Of birds, bees and parents
Gone are the days when parents changed channels when sexually explicit scenes were shown or turned red-faced at the mere mention of the three-letter word.
Generation Y’s parents are accepting that youngsters are sexually active these days. And, many are making the effort to have the birds-and-bees talk.
Lawyer Aban Nanavaty (46) is one of them. She had a candid talk about sex with her elder daughter Sarosh (20) when she was in Class 8 and now she’s started talking to her younger one, Sanaya (13).
“Children watch everything on television anyway. Many scenes must be raising questions in their minds and if their curiosity is not satiated by friends, they will start putting two and two together. I would rather they get reliable information from me,” she said.
Nanavaty and many other parents also feel that greater understanding of sexuality makes children more responsible rather than encouraging them to have sex.
Even parents who are hesitant to talk about sex with their children are trying innovative ways to make their children aware.
Take Roopa Kanodia for instance. The homemaker got books about adolescence for her 13-year-old and sex education for her 16-year-old. “I wish I could have spoken to them directly but I felt awkward,” she said.
Gita Chadha and a group of her friends arranged for a psychologist to talk to their daughters when they were 11 years old.
“A lot of mothers felt that the girls would feel more open to talk to an outsider. We also felt that as the girls also discussed these things among themselves, it would be better to talk them as a group,” she said.

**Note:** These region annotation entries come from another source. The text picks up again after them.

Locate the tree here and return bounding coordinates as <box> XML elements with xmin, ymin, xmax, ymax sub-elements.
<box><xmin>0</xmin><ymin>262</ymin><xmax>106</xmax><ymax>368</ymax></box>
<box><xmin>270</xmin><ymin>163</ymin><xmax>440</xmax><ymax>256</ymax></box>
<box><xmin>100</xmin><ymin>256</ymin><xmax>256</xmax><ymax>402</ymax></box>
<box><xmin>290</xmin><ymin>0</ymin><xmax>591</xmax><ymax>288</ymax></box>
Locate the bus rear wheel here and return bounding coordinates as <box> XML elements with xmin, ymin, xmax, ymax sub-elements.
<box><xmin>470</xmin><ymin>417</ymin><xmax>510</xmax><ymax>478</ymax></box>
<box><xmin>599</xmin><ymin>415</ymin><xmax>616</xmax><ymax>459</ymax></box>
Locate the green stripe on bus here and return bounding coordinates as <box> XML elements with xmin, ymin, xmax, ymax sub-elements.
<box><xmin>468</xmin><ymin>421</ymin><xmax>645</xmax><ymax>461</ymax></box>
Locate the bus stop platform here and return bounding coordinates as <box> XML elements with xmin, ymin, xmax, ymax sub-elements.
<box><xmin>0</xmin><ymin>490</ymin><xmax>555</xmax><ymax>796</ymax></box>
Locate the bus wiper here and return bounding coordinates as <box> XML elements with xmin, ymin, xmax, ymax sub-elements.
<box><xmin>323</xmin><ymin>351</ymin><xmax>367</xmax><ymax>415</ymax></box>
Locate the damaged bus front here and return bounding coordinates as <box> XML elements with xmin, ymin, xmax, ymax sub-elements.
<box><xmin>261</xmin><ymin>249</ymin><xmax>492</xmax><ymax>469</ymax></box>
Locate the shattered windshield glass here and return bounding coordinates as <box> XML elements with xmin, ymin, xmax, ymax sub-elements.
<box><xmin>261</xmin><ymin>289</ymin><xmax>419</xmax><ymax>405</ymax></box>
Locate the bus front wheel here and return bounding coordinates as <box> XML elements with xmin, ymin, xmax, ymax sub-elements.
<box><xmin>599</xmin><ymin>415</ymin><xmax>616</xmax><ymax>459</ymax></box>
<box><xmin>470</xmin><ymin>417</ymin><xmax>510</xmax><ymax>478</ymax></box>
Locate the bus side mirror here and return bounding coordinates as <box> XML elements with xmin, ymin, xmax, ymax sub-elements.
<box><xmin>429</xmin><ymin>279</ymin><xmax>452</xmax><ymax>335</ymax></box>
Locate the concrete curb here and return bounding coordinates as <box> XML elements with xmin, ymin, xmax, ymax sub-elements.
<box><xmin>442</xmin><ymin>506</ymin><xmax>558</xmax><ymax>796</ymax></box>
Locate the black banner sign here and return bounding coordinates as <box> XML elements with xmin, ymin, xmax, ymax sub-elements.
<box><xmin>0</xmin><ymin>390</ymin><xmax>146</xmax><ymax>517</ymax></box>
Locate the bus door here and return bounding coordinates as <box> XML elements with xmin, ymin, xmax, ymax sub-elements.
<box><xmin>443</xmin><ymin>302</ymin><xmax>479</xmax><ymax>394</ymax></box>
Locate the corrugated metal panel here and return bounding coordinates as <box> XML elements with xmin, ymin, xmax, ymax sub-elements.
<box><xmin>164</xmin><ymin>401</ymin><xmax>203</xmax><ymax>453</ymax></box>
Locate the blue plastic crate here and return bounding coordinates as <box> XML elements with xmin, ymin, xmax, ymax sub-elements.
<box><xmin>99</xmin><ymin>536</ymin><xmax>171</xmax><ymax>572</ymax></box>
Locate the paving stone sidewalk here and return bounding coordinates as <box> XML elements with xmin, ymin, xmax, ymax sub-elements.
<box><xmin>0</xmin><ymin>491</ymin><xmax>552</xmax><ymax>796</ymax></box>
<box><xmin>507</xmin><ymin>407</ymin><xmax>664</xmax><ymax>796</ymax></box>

Sexologist Dr Prakash Kothari said he had noticed the change in parents’ attitude.
“A Muslim father once came to me with his daughter, who was wearing a burkha. He had noticed that she was attracted to women only. He was very understanding and accepted this but was worried about the extended family’s reaction,” he said.
Parents may have become more “chilled out” but most of them ideally want their children to wait till marriage for sex. And all of them feel the age of consent should be 18 — it is currently 16 in India.
“At sixteen, children are not emotionally, physically and mentally mature. The legal age for sex should be at least 18,” said Chadha.